在R中使用日志文件 [英] Working with log files in R
问题描述
我有一个.log文件,该文件的数据格式不一致。
I have a .log file that has an inconsistent data format.
数据看起来像这样,并存储为 Little-endian UTF-16 Unicode文本:
The data looks something like this and is stored as "Little-endian UTF-16 Unicode" text:
2017-06-21 00:00:30.483 START THIS THING
2017-06-21 00:00:56.400 SOMETHING ELSE HAPPENS
[XYZ 1000 T1]:1
2017-06-22 01:15:17.945 NOTHING 'D': 989
[CASE] IN: [ID: 1010]33
[CASE] IN: [ID: 2010]8
2017-06-21 00:00:30.483 START THIS THING
2017-06-21 00:00:56.400 SOMETHING ELSE HAPPENS
2017-06-21 00:00:30.483 START THIS THING
2017-06-21 00:00:56.400 SOMETHING ELSE HAPPENS
2017-06-21 00:00:30.483 START THIS THING
2017-06-21 00:00:56.400 SOMETHING ELSE HAPPENS
323133.....238813 76378 989899 000000000000
现在,我有几个遵循这种模式的日志文件。我已经尝试过scan()和read.table(),但它们都不以我期望的格式返回数据。

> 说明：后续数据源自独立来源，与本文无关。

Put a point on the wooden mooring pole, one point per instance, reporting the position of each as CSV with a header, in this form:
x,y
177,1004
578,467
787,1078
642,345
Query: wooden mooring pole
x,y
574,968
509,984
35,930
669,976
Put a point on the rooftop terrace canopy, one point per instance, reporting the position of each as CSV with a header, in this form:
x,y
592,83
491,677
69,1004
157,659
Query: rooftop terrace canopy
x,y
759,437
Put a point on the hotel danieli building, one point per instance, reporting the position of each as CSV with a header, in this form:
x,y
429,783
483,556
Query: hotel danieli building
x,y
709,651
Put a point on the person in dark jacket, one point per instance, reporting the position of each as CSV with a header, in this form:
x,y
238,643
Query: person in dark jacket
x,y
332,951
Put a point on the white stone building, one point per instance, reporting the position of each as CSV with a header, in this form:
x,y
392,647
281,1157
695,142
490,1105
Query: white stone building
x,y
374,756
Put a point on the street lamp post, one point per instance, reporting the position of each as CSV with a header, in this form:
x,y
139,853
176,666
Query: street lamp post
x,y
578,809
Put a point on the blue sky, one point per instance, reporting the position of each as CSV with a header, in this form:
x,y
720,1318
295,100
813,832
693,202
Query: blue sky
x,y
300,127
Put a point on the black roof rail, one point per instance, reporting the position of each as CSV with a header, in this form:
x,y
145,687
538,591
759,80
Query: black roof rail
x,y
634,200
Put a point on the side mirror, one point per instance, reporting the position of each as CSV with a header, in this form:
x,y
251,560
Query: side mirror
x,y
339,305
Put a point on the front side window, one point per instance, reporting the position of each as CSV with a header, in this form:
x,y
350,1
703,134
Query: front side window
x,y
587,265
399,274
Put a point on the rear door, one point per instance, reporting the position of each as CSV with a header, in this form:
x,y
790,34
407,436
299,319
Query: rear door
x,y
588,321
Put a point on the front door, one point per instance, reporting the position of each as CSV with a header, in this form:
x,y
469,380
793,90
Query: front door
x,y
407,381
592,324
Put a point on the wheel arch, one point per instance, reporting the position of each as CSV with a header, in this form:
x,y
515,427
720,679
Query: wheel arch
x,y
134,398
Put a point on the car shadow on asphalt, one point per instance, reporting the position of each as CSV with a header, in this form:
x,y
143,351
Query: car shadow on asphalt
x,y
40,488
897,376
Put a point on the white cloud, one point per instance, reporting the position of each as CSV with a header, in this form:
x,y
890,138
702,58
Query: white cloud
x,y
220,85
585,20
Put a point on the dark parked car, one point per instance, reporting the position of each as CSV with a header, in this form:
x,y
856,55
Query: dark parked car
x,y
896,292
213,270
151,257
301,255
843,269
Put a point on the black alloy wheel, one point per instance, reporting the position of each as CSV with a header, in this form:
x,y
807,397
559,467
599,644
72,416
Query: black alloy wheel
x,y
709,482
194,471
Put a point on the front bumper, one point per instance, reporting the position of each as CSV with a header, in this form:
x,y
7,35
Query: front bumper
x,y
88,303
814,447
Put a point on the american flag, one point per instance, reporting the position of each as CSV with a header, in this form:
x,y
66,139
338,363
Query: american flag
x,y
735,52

Now, I have several log files that follow this kind of pattern. I have tried scan() and read.table(), they both don't return data back in the format I expect it to do.
我期望的数据格式如下:
The data format I am expecting looks like this:
Date String
2017-06-21 00:00:30.483 START THIS THING
但是,我在日志文件中多次包含以下行:
But, I have these line multiple times in the log files:
[CASE] IN: [ID: 1010]33
[CASE] IN: [ID: 2010]8
然后,
323133.....238813 76378 989899 000000000000
解决此问题的最佳方法是什么?谢谢!
What would be the best way to approach this solution? Thanks!
推荐答案
只是使用原始R的原始草图(忽略时间戳和列名的时间部分),而没有任何性能优化(例如使用 data.table :: fread
和软件包 lubridate
):
Just a raw sketch (ignoring the time part of your timestamp and column names) using base R without any performance optimisation (like using data.table::fread
and the package lubridate
):
log.data <- "2017-06-21 00:00:30.483 START THIS THING
2017-06-21 00:00:56.400 SOMETHING ELSE HAPPENS
[XYZ 1000 T1]:1
2017-06-22 01:15:17.945 NOTHING 'D': 989
[CASE] IN: [ID: 1010]33
[CASE] IN: [ID: 2010]8
2017-06-21 00:00:30.483 START THIS THING
2017-06-21 00:00:56.400 SOMETHING ELSE HAPPENS
2017-06-21 00:00:30.483 START THIS THING
2017-06-21 00:00:56.400 SOMETHING ELSE HAPPENS
2017-06-21 00:00:30.483 START THIS THING
2017-06-21 00:00:56.400 SOMETHING ELSE HAPPENS
323133.....238813 76378 989899 000000000000"
log <- read.csv(text = log.data, sep = "\n", header = F)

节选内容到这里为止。